I go upstairs and immerse myself in my wardrobe, seeking out the 2003 canary yellow cashmere shrug and tasselled belt that conjured up the two sides of Irere, the 2006 black liquid silk top I had worn to gigs and felt bulletproof in, the 2001 tweed and leather strapping coat that I stood taller to stride in, the 2005 prototype leather jacket covered in McQueen’s red pen and stuck on patterns that I loved to marvel at. In amongst the humdrum of my everyday wardrobe were gems of perfect tailoring and pattern cutting; items of clothing made from material so beautiful, so wonderful to feel and to examine. Clothes that offered me a protection on days, many days, when I wanted just a little something extra, an additional layer of skin when mine alone felt too vulnerable.In the days that follow my usual searches for McQueen heighten and in particular I focus on the Fall 2006 The Widows of Culloden collection of quintessential English tailoring that drew in part from McQueen’s Scottish heritage and the concept of flight. From structure to subversion to freedom; the desire to drop everything and flee somewhere else has always been at my core. In this collection was McQueen’s love for heritage, tailoring, eccentricity, fierce strength and the delicacy of decay. I understand it all. The eagle skull headpiece, designed by Shaun Leane sums it all up; falconry birds, so graceful in flight, captured in their final form. I tell my father about it in a gust of emotion.
My usual flight reaction is in full swing as I leave for Portugal a couple of days later having just turned 30. I am facing, if not writers block then, a kind of PhD inertia that comes from feeling so overwhelmed by the 90,000 words I know need to be written. Leaving on a plane to be somewhere without the daily distractions is my default solution to these periods but this time my father is joining me. Not as a hanger-on to enjoy the winter sun but as my theoretical consultant, sparring partner and emotional strength.

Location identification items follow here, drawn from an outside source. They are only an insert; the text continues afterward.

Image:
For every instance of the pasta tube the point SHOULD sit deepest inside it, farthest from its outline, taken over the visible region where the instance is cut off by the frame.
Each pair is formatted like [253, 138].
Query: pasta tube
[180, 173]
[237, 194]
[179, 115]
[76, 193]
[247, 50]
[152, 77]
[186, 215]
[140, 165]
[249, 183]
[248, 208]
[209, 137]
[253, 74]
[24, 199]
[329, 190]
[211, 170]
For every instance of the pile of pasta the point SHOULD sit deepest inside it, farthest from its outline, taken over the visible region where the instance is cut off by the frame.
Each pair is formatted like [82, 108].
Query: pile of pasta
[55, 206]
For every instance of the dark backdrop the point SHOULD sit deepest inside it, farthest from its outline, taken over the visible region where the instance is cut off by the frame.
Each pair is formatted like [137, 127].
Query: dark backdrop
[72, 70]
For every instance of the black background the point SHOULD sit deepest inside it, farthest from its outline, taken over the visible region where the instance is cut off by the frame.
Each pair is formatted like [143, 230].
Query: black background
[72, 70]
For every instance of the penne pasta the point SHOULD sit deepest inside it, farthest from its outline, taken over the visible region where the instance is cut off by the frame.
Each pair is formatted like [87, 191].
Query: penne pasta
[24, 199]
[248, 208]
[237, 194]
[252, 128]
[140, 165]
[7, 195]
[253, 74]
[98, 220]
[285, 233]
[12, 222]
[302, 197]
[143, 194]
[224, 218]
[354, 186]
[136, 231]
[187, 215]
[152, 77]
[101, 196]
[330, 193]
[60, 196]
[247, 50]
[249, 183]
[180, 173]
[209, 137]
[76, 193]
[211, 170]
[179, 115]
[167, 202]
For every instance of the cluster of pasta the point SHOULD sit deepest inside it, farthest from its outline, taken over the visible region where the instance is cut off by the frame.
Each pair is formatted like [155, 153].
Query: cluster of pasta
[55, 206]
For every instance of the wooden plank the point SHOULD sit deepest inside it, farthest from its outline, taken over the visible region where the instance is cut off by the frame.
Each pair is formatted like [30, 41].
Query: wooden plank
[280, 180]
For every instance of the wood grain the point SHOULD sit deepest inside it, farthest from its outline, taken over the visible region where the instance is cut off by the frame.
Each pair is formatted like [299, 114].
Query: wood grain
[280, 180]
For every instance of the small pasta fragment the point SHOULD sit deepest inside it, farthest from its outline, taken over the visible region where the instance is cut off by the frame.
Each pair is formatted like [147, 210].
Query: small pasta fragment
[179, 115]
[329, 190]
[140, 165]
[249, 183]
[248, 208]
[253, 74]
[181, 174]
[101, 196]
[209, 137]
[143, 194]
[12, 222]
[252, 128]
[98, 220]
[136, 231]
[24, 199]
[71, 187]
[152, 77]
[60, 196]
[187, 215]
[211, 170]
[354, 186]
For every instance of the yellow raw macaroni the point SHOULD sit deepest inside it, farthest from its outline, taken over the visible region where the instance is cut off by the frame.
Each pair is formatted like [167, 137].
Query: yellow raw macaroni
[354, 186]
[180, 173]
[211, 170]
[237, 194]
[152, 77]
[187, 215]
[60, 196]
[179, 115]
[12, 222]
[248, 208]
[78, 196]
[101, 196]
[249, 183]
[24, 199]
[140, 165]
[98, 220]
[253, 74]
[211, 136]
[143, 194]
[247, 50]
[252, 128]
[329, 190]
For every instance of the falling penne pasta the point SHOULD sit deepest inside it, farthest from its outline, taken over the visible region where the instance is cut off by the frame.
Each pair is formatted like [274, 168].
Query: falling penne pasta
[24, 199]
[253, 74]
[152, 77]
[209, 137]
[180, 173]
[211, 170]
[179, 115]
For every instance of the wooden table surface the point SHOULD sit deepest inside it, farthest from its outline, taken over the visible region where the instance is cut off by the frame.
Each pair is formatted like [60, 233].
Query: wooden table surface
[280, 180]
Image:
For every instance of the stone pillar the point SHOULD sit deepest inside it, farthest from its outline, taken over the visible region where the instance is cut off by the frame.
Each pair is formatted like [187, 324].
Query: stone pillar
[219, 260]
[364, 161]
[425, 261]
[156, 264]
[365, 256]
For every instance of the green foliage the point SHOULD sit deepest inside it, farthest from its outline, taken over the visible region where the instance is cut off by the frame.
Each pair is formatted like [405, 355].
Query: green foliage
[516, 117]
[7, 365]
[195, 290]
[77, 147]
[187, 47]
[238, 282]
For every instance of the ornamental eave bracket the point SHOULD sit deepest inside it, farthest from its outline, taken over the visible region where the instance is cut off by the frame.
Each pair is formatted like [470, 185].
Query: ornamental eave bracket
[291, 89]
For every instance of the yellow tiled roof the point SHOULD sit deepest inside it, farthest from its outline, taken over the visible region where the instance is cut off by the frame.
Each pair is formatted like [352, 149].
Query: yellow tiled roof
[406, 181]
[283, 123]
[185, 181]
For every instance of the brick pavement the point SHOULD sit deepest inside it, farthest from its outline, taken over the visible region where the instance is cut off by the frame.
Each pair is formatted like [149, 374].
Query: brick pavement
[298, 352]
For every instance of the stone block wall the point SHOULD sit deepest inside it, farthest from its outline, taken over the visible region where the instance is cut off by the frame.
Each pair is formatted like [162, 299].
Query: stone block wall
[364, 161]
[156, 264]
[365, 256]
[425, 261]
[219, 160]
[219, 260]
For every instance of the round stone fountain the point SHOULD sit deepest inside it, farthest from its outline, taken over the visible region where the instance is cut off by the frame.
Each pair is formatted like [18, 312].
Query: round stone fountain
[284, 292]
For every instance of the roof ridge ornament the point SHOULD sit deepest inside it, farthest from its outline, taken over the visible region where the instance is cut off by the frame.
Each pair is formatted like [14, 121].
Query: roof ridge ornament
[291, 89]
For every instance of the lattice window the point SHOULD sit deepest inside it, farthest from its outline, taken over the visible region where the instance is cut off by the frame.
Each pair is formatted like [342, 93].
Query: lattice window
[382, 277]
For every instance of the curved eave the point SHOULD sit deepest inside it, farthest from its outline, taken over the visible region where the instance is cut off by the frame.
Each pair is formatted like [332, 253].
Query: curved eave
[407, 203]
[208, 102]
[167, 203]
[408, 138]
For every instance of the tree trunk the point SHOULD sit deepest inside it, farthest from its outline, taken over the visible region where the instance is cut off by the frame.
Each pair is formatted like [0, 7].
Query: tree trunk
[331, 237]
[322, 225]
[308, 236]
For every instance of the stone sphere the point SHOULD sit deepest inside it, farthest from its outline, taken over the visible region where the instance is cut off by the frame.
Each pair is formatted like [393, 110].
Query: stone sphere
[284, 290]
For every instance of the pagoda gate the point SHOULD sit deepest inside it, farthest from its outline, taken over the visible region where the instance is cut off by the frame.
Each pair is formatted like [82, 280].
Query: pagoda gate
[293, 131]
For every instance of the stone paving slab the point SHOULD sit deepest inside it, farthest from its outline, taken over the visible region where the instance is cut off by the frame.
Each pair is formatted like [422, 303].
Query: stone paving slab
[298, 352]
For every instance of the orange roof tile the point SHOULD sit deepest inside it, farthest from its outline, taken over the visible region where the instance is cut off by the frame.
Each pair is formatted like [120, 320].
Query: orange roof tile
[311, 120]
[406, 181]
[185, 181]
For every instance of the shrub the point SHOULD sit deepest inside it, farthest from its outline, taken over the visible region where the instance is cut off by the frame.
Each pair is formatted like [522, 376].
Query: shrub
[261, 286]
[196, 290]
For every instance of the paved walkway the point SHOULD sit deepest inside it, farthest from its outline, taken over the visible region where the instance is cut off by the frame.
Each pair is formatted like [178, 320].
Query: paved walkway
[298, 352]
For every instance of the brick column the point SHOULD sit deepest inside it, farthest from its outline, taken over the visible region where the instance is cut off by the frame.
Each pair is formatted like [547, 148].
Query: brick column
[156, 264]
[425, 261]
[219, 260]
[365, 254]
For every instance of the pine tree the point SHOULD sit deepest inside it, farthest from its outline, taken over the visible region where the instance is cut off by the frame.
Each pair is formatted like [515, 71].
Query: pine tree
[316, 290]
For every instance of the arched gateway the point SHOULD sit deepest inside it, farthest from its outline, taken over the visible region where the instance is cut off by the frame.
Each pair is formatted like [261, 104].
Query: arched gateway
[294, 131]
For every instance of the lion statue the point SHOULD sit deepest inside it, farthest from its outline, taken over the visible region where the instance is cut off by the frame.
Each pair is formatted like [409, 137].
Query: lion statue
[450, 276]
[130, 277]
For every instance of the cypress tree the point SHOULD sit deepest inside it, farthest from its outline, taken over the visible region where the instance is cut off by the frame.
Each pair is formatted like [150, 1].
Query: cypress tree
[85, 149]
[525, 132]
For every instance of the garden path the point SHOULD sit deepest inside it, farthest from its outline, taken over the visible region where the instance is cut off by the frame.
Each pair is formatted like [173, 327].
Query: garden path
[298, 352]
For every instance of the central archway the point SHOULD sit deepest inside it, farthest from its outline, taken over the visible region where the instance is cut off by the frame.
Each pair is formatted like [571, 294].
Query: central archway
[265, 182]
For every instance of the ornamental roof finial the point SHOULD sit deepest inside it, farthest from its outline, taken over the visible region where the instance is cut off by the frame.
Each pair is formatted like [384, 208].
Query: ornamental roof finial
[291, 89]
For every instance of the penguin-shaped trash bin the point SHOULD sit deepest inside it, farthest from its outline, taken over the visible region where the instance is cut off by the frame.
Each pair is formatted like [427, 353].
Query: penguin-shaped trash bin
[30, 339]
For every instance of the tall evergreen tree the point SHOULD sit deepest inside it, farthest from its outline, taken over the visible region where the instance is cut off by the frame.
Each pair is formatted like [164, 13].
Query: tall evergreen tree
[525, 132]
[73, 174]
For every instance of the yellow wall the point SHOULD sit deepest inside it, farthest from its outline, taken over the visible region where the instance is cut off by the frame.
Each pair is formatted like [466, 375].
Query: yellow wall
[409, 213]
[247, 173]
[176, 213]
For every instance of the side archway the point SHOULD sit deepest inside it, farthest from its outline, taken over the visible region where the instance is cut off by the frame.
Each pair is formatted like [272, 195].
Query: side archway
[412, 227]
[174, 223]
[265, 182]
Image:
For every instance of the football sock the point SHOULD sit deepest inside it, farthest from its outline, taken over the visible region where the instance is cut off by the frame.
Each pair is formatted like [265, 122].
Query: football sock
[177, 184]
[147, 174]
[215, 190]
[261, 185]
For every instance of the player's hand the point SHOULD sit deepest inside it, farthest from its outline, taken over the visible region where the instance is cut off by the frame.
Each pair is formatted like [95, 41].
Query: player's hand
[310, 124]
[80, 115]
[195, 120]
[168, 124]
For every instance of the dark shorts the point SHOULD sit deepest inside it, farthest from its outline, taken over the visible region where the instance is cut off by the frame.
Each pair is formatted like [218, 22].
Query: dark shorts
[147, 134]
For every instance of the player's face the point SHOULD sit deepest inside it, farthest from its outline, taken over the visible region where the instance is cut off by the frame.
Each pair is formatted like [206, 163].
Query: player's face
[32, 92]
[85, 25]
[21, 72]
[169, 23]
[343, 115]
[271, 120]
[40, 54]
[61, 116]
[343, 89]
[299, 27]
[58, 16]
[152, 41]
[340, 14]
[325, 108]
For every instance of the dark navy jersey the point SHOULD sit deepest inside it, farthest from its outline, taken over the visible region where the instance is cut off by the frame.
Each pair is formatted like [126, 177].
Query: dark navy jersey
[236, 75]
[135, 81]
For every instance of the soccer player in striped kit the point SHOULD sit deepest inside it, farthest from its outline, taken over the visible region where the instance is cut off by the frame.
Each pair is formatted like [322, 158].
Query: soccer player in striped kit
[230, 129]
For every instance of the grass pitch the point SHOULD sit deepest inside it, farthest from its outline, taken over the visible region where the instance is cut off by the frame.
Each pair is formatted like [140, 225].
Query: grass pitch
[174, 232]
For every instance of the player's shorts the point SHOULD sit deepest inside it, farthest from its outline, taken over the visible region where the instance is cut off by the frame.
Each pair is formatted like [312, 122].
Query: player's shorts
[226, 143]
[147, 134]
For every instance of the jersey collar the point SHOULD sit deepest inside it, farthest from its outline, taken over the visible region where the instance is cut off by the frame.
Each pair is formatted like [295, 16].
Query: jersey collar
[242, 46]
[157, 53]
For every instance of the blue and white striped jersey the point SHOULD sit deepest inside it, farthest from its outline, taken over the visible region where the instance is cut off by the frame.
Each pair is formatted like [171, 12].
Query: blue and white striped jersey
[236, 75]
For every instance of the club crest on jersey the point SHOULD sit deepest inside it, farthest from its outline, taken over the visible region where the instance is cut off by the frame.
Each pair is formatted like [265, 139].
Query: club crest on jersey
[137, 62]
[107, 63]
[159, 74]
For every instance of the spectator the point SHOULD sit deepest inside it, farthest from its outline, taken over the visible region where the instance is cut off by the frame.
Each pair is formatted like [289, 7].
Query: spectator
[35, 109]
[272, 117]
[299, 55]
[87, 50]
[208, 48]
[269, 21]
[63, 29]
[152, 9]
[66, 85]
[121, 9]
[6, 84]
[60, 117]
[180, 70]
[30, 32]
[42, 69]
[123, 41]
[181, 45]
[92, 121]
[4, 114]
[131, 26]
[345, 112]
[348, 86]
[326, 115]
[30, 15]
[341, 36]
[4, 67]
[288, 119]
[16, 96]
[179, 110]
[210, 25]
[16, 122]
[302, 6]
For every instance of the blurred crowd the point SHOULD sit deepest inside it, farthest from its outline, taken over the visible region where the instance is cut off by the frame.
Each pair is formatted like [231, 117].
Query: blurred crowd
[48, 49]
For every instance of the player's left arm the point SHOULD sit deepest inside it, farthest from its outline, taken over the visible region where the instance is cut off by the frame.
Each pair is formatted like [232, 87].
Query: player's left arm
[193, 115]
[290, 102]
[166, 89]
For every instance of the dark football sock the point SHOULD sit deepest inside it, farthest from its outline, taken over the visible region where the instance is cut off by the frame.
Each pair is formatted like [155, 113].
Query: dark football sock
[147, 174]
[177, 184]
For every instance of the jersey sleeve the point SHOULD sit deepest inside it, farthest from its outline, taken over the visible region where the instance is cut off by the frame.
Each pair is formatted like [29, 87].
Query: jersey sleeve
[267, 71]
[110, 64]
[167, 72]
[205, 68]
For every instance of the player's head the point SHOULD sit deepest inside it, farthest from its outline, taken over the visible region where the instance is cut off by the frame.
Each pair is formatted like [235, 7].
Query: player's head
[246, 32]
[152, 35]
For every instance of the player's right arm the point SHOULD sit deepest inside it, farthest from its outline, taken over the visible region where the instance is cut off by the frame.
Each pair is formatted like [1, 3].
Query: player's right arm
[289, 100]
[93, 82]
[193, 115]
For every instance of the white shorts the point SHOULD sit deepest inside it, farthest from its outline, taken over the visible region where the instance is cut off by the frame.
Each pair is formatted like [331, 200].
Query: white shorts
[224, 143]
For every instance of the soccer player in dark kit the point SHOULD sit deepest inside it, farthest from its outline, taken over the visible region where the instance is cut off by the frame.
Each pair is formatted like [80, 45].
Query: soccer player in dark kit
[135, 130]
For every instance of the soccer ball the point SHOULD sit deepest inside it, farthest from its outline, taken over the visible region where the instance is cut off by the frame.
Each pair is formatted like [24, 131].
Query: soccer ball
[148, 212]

We meet at Faro airport and take a taxi to a modest hotel that makes off season Albufeira seem almost typically Portuguese quaint were it not for the very British all inclusive guests. It does not matter for we have adjacent rooms with balconies that mean we can gaze out over the sea as we talk over the theoretical sticking points of my research. As we unpack he gives me a familiar looking grey bag which contains two beautiful Alexander McQueen scarves that my mother has chosen for us. I decide on one and feel extremely lucky; it is a chiffon burgundy silk with gold Paisley skulls. Down by the poolside we drink dreadful hotel coffee into which we tip a generous measure of brandy before heading into the old town for lunch.
At a lovely harbour side restaurant we sit outside in the pale sun, picking out fresh prawns from their shells and drink sublimely crisp vino verde. Over more brandy he gives me another grey bag tied with satin ribbon. On the bag is embossed the name “Shaun Leane” and my eyes flash up to his in shock and surprise. He is smiling at me mischievously. Inside is a firm grey box and inside that, resting on grey velvet is the eagle necklace.
It is a perfect rendition made in miniature of the eagle skull from McQueen’s 2006 collection. Delicate, highly polished silver that looks almost innocuous until one realises what it is and the slight sting from the sharpness of its beak is felt. It is beguilingly wonderful; it is structure, subversion and freedom, and it is given with total love.
Ten years on and my adoration of all things Shaun Leane has grown. I wear his pieces most days for, like McQueen’s clothes, Leane’s jewellery forms “a patina of armour to shield [me] from danger” (Wilson, 2015) and they are beautiful. Most of all, his pieces remind me of my father; the protection, love and strength he enveloped me in.